Bosnien und Herzegowina: Republika Srpska erklärt 09. Januar zum säkularen Feiertag

Die bosnisch-herzegowinische Republika Srpska erklärte durch einen entsprechende Änderung ihres Feiertagsgesetzes den 09. Januar zu einem säkularen Feiertag. Damit wäre aus Sicht der Republika Srpska dem Urteil des Verfassungsgerichts von Bosnien und Herzegowina genüge getan. Der 09. Januar ist nicht nur ein christlich-orthodoxer Feiertag, sondern auch der Gründungstag der Republika Srpska (09. Januar 1992). Allerdings wird auch dieser Gründungstag von der nicht-serbischen Bevölkerung sehr kritisch gesehen, da mit dieser Gründung auch der ethnische Krieg in Bosnien und Herzegowina (1992 – 1995) verbunden war.

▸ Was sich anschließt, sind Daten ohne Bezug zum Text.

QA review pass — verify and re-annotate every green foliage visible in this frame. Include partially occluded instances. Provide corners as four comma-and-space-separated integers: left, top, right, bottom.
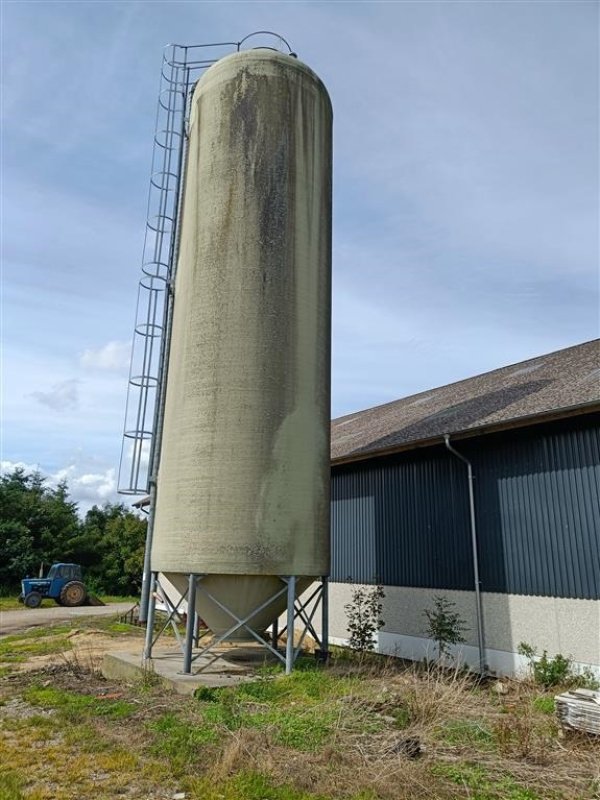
344, 585, 385, 653
148, 712, 219, 773
439, 720, 494, 750
532, 695, 554, 714
0, 468, 146, 595
423, 595, 468, 661
192, 772, 330, 800
23, 685, 136, 721
0, 765, 25, 800
432, 762, 548, 800
195, 666, 356, 752
518, 642, 600, 689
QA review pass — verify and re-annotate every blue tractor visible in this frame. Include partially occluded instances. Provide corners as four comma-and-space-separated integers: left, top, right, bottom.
19, 564, 88, 608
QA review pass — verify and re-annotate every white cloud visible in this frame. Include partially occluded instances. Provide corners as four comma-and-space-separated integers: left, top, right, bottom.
0, 460, 122, 515
79, 341, 131, 372
31, 378, 79, 411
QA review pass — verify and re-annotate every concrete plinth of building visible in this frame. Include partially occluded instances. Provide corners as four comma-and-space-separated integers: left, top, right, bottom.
102, 646, 274, 694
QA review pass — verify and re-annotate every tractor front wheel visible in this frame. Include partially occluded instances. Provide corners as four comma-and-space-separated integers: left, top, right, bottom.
60, 581, 87, 607
23, 592, 42, 608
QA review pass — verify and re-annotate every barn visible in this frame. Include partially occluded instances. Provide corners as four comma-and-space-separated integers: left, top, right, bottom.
329, 340, 600, 674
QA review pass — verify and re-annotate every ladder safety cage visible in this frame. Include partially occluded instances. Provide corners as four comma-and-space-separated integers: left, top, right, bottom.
118, 31, 295, 495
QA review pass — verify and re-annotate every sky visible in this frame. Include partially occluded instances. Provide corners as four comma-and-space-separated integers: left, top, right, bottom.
0, 0, 600, 510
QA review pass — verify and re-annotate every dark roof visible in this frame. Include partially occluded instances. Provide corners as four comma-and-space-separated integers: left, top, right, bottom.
331, 339, 600, 462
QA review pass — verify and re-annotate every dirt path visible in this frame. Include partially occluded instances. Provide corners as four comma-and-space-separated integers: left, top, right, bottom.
0, 601, 133, 635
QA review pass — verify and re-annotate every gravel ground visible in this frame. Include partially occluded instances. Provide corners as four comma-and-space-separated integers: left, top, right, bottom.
0, 601, 133, 635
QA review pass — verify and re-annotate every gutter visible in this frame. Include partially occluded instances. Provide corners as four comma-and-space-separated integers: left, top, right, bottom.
444, 433, 488, 677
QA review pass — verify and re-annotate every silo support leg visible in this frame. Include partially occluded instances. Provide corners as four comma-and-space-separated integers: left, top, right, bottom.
183, 575, 196, 675
285, 575, 296, 675
321, 577, 329, 661
144, 572, 158, 661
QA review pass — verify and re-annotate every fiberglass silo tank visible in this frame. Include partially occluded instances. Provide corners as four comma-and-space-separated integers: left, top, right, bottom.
152, 49, 332, 638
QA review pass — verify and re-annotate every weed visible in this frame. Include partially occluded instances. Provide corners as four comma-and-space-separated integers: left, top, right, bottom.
344, 585, 385, 653
394, 706, 413, 731
0, 766, 25, 800
23, 686, 135, 720
518, 642, 600, 689
432, 762, 547, 800
439, 720, 494, 750
532, 695, 554, 714
423, 595, 467, 663
186, 772, 328, 800
148, 712, 219, 774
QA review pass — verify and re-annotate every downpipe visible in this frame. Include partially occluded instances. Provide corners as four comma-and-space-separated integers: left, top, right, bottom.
444, 433, 488, 676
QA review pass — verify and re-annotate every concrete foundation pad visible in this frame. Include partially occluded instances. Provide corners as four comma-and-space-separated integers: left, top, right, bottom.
102, 646, 276, 694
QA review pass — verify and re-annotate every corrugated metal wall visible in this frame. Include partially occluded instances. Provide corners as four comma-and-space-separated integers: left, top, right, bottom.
331, 418, 600, 599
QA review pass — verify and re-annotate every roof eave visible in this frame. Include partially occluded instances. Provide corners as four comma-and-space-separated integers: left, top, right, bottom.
331, 401, 600, 467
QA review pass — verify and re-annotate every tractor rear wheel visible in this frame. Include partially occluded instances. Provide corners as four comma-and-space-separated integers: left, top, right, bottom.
23, 592, 42, 608
60, 581, 87, 606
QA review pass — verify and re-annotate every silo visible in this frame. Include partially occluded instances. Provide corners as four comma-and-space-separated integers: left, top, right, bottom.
151, 49, 332, 636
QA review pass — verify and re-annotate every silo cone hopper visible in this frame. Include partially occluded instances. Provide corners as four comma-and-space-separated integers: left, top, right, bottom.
165, 572, 313, 642
143, 40, 332, 672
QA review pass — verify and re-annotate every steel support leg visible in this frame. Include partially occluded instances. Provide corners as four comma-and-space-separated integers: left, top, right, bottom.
321, 576, 329, 661
144, 572, 158, 661
183, 575, 196, 675
285, 575, 296, 675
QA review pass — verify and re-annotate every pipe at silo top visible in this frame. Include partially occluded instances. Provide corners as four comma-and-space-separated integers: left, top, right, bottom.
152, 50, 332, 632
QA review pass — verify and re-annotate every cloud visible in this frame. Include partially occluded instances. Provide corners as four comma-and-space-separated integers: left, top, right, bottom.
0, 460, 122, 515
31, 378, 79, 411
79, 341, 131, 372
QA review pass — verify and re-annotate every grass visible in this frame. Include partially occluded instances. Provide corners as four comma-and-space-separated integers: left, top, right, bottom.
432, 762, 552, 800
23, 685, 135, 721
0, 619, 600, 800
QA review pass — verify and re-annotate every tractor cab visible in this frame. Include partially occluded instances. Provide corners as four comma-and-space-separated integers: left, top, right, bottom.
46, 564, 83, 581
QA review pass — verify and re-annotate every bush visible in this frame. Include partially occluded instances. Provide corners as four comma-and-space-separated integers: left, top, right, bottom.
518, 642, 600, 689
344, 584, 385, 653
423, 595, 468, 662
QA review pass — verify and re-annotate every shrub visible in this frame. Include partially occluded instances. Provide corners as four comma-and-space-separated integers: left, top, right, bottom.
423, 595, 468, 662
344, 584, 385, 653
518, 642, 600, 689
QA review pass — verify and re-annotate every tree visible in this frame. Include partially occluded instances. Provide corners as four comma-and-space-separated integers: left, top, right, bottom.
0, 468, 146, 594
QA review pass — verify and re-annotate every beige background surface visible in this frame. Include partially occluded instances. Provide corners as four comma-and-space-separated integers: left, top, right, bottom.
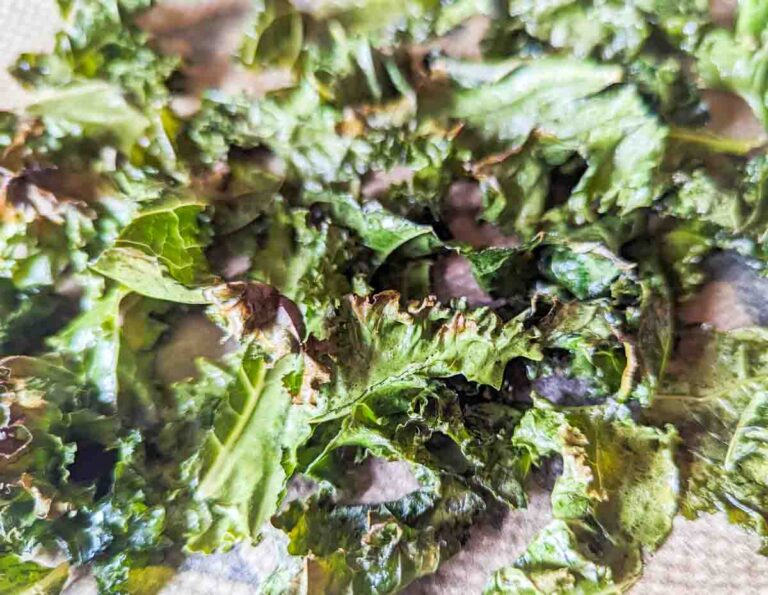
0, 0, 768, 595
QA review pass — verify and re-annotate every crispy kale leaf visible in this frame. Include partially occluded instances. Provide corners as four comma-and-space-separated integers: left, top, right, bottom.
650, 328, 767, 547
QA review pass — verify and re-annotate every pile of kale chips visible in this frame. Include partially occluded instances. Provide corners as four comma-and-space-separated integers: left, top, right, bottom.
0, 0, 768, 594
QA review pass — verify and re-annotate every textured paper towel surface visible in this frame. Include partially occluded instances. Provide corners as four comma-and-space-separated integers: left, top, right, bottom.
0, 0, 768, 595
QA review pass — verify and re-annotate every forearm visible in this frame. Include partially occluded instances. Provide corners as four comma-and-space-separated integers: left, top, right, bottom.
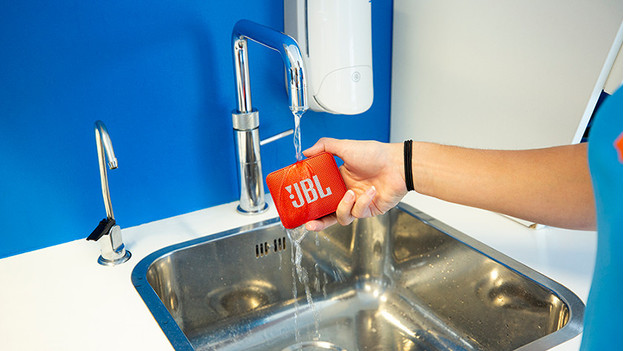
412, 142, 596, 229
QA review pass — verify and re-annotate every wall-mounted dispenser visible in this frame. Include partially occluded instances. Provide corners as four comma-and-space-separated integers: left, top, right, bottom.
284, 0, 373, 115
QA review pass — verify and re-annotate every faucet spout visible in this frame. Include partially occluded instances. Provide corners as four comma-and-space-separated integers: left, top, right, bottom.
95, 121, 117, 219
232, 20, 308, 214
87, 121, 132, 266
232, 20, 308, 113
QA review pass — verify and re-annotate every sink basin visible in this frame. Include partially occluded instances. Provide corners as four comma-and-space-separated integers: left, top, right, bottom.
132, 204, 585, 351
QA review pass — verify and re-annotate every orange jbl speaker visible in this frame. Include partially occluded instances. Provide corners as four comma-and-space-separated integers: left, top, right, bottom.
267, 152, 347, 229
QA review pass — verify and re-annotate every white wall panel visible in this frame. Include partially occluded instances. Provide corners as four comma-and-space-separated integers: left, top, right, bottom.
391, 0, 622, 149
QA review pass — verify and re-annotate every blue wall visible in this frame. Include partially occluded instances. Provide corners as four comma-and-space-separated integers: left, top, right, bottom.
0, 0, 392, 257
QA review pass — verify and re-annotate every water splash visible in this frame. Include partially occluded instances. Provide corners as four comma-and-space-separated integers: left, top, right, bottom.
286, 226, 321, 341
292, 111, 305, 161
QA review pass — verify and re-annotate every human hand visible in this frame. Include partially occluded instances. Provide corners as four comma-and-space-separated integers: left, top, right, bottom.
303, 138, 407, 231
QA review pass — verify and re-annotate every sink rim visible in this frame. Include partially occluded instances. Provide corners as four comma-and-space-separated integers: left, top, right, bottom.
131, 202, 585, 351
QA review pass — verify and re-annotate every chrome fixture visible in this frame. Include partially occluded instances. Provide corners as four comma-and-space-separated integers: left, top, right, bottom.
87, 121, 131, 266
232, 20, 308, 213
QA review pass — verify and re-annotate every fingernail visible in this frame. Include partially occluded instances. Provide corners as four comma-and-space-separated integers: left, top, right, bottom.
345, 189, 355, 201
366, 185, 377, 196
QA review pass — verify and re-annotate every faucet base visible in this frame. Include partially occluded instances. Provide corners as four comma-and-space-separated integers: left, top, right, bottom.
98, 250, 132, 266
236, 202, 269, 215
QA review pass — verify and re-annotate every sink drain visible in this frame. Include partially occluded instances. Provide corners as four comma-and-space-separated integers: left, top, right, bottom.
282, 341, 347, 351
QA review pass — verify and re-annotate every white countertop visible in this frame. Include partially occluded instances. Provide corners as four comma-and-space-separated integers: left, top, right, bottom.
0, 193, 596, 351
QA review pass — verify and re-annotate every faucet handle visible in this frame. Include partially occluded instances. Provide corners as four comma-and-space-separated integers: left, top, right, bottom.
87, 217, 132, 266
87, 218, 115, 241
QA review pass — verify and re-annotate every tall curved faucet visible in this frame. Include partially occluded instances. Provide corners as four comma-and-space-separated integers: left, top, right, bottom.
87, 121, 131, 266
232, 20, 308, 213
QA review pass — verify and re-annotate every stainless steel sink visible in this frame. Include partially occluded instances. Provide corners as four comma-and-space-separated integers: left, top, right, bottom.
132, 204, 585, 351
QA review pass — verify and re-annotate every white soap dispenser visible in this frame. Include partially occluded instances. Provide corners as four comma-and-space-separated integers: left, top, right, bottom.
284, 0, 373, 115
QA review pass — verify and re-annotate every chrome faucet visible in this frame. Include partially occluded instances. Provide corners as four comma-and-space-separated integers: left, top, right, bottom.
232, 20, 308, 213
87, 121, 131, 266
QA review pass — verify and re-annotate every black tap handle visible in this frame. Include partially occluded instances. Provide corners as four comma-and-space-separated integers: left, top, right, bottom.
87, 218, 115, 241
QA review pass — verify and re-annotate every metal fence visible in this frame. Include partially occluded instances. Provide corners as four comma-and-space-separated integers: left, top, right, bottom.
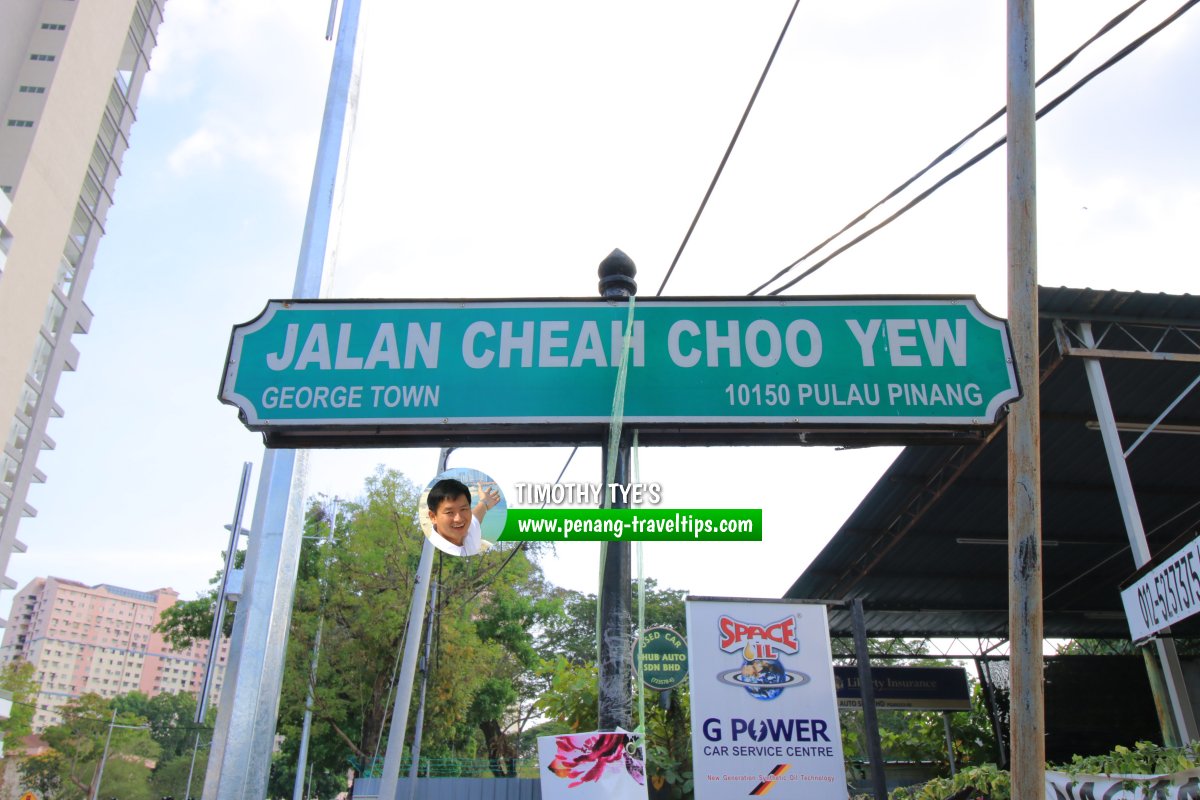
350, 777, 541, 800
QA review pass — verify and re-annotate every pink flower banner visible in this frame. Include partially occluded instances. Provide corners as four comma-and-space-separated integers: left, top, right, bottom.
538, 730, 647, 800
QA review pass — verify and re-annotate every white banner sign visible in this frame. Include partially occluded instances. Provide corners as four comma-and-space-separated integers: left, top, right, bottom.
1046, 770, 1200, 800
1121, 539, 1200, 642
688, 599, 846, 800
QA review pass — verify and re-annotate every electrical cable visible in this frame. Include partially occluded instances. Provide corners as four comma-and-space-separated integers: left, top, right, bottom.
654, 0, 800, 297
749, 0, 1200, 295
750, 0, 1146, 295
453, 445, 580, 608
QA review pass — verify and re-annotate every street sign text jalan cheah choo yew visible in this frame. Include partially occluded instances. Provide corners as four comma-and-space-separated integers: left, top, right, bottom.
221, 297, 1019, 429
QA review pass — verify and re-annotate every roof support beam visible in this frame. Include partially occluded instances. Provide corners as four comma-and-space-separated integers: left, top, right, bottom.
1079, 323, 1200, 745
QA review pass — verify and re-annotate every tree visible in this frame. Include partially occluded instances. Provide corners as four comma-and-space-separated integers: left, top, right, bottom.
539, 578, 692, 798
161, 468, 558, 794
113, 692, 201, 759
42, 694, 160, 800
0, 660, 38, 751
17, 751, 65, 798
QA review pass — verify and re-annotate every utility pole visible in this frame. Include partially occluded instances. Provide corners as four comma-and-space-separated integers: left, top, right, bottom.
598, 249, 637, 730
379, 447, 454, 800
292, 497, 337, 800
1008, 0, 1045, 800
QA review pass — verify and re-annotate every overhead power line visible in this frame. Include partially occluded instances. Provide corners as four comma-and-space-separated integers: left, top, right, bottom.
654, 0, 800, 297
749, 0, 1200, 295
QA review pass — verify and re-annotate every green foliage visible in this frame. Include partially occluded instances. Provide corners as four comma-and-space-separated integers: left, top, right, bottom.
646, 684, 694, 799
1050, 741, 1200, 775
17, 751, 65, 798
890, 741, 1200, 800
150, 753, 210, 800
42, 694, 161, 800
155, 551, 246, 650
113, 692, 204, 759
538, 656, 599, 730
0, 660, 38, 752
889, 764, 1013, 800
271, 468, 560, 795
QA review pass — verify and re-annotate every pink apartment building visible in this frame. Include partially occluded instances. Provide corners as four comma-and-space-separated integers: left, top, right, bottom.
0, 577, 229, 732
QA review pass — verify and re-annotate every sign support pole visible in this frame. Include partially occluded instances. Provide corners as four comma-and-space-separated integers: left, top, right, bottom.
379, 447, 452, 800
1008, 0, 1045, 800
203, 0, 361, 800
850, 597, 888, 800
598, 249, 637, 730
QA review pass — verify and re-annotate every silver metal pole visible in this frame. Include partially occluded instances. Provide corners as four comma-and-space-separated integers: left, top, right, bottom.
942, 711, 958, 777
194, 461, 253, 724
1079, 323, 1200, 746
204, 0, 361, 800
184, 730, 200, 800
292, 498, 337, 800
850, 597, 888, 800
292, 618, 325, 800
408, 582, 438, 800
379, 447, 451, 800
91, 603, 138, 800
1008, 0, 1045, 800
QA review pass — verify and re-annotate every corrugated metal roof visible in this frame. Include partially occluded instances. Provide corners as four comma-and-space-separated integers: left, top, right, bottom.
787, 288, 1200, 638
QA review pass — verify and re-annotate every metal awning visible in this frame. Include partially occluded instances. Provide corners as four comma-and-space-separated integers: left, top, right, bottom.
786, 288, 1200, 638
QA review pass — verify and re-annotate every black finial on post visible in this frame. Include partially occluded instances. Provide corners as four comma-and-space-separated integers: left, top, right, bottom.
596, 248, 637, 297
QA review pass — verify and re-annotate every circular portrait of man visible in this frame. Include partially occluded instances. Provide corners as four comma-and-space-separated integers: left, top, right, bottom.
420, 467, 508, 555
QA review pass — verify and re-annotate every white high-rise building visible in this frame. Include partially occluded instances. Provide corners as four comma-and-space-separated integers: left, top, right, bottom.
0, 0, 166, 606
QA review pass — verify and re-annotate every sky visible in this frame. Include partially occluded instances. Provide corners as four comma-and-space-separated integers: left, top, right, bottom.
0, 0, 1200, 608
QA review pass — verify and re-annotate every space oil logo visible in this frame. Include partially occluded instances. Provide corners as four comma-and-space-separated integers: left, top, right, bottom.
716, 614, 809, 700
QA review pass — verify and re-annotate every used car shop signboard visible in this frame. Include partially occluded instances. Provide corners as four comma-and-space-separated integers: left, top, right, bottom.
686, 597, 846, 800
220, 297, 1020, 446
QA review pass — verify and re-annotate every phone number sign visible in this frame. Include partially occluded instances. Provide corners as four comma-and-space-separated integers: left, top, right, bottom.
220, 297, 1020, 446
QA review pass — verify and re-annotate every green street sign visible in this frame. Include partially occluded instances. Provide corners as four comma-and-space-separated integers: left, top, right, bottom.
220, 297, 1020, 446
635, 625, 688, 692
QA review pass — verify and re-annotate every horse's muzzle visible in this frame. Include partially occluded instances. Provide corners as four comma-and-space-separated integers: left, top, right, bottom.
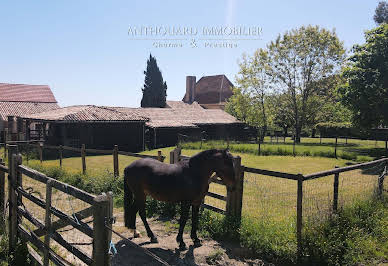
227, 186, 236, 192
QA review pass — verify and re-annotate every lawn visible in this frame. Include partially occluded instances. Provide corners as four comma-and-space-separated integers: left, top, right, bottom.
182, 137, 387, 162
2, 147, 382, 264
18, 147, 377, 222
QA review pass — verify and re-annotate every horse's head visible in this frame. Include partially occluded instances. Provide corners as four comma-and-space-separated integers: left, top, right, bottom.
215, 149, 236, 191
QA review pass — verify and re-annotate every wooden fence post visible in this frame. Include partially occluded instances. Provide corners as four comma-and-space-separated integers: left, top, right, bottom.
377, 159, 388, 197
81, 144, 86, 174
4, 128, 8, 157
0, 158, 5, 221
15, 153, 23, 212
170, 150, 175, 164
333, 166, 339, 212
292, 134, 296, 157
59, 145, 63, 168
226, 156, 244, 219
8, 145, 18, 252
39, 142, 43, 163
43, 180, 52, 266
106, 191, 113, 265
173, 148, 182, 163
384, 139, 388, 155
296, 174, 304, 260
26, 142, 30, 164
113, 145, 119, 177
92, 193, 110, 266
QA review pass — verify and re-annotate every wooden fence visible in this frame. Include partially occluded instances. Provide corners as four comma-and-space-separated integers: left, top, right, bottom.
0, 145, 113, 266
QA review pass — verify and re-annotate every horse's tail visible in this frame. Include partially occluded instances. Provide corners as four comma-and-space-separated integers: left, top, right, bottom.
124, 168, 136, 229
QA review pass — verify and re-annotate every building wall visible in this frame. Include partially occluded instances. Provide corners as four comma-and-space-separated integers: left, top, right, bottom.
47, 122, 144, 152
146, 127, 201, 149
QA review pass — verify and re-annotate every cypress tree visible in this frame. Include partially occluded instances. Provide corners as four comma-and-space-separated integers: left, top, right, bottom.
141, 54, 167, 107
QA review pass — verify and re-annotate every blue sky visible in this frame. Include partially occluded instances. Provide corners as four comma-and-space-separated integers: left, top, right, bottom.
0, 0, 378, 107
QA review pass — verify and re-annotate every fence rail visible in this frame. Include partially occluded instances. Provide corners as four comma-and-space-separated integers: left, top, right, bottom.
0, 145, 113, 266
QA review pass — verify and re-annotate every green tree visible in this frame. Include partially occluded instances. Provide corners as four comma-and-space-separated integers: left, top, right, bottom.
373, 1, 388, 25
141, 54, 167, 107
236, 49, 271, 138
225, 87, 268, 135
268, 26, 345, 142
339, 23, 388, 129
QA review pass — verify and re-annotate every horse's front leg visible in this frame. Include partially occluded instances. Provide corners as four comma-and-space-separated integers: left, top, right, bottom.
138, 195, 158, 243
190, 205, 201, 247
176, 201, 190, 250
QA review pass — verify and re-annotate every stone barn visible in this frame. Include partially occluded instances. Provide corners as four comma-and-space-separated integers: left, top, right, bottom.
23, 105, 148, 152
115, 101, 245, 148
0, 83, 59, 142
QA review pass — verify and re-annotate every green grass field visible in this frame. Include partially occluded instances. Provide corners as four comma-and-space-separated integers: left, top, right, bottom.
20, 144, 377, 222
182, 137, 387, 162
1, 143, 382, 260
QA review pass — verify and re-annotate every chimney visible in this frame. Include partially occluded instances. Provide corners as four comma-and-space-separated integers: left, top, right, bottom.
185, 76, 196, 104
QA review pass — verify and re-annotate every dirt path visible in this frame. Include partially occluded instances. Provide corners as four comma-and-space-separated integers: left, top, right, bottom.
112, 213, 265, 266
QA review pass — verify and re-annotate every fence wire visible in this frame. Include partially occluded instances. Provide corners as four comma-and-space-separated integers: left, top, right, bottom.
303, 162, 385, 222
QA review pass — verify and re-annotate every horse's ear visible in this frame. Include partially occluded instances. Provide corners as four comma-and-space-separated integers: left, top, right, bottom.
189, 156, 199, 167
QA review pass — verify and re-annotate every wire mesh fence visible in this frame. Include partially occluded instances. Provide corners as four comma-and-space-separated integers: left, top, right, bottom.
303, 162, 386, 225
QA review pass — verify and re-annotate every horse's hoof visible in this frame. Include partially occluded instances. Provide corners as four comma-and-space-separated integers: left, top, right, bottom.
179, 242, 187, 251
193, 238, 202, 248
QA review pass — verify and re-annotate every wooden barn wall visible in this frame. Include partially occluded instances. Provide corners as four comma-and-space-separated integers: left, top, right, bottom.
146, 127, 201, 149
199, 124, 249, 140
47, 122, 144, 152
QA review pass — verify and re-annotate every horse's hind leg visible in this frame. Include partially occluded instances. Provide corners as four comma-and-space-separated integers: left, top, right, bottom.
176, 201, 190, 250
190, 205, 201, 247
129, 199, 140, 238
137, 194, 158, 243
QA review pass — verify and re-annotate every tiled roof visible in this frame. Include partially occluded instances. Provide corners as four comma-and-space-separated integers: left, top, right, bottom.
112, 101, 241, 128
25, 105, 148, 122
183, 75, 233, 104
0, 83, 57, 103
0, 101, 59, 120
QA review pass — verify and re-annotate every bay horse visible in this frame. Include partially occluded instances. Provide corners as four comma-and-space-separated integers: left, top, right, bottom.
124, 149, 236, 250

Das bosnisch-herzegowinische Verfassungsgericht erklärte den Feiertag allerdings nicht aus diesem Grund für ungültig, sondern nur den orthodoxen Feiertag am 09. Januar, wegen der diskriminierende Wirkung auf nicht-orthodoxe Volksgruppen. Als säkularer Feiertag, etwa als Gründungstag der Republika Srpska, würde dieser nicht mehr vom Urteil des Verfassungsgerichts erfasst werden und müsste erneut geprüft werden. Es ist aber fraglich, ob das Verfassungsgericht von Bosnien und Herzegowina den Gründungstag der Republika Srpska verfassungsrechtlich als Feiertag beanstanden könnte, auch wenn die nicht-serbischen Volksgruppen den Tag mit sehr schlimmen und traurigen Ereignissen assoziieren. Nach der neuen Regelung ist der Feiertag für die nicht-serbischen Volksgruppen auch nicht mehr verbindlich, was zumindest als entgegenkommen gewertet werden könnte. Dennoch bleibt die Spaltung zwischen den Volksgruppen bestehen. Vielleicht wäre ein von allen Volksgruppen getragener Feiertag in der Republika Srpska zielführender gewesen.

Hintergrund

Bereits am 26. November 2015 hat das Verfassungsgericht von Bosnien und Herzegowina geurteilt, das der 09.01. als Staatsfeiertag in der Republika Srpska diskriminierend und verfassungswidrig sei, da der 9. Januar auch ein orthodoxer Feiertag und daher nicht für alle Religionsgruppen bedeutend ist. In seinem Urteil hatte das Verfassungsgericht dem Parlament der Republika Srpska die Auflage erteilt, den Feiertag in seiner bisherigen Form aufzuheben und eine verfassungskonforme Feiertagsregelung zu treffen. Dafür hatte die Regierung der Republika Srpska ein halbes Jahr Zeit. Sie lehnte dies jedoch ab und organisierte für den 25. September 2016 ein Referendum über den Feiertag. Auch dieses Referendum erklärte das Verfassungsgericht am 17. September 2016 für verfassungswidrig. Jedoch ignorierte die Republika Srpska auch dieses Urteil und auch der mit weitgehenden Befugnissen ausgestattete Hohe Beauftragte für Bosnien und Herzegowina schritt nicht ein. In dem am 25. September 2016 in der Republika Srpska durchgeführten Referendum sprachen bei einer Abstimmungsbeteiligung von über 50 Prozent 99,8 Prozent für die Beibehaltung des Feiertages aus.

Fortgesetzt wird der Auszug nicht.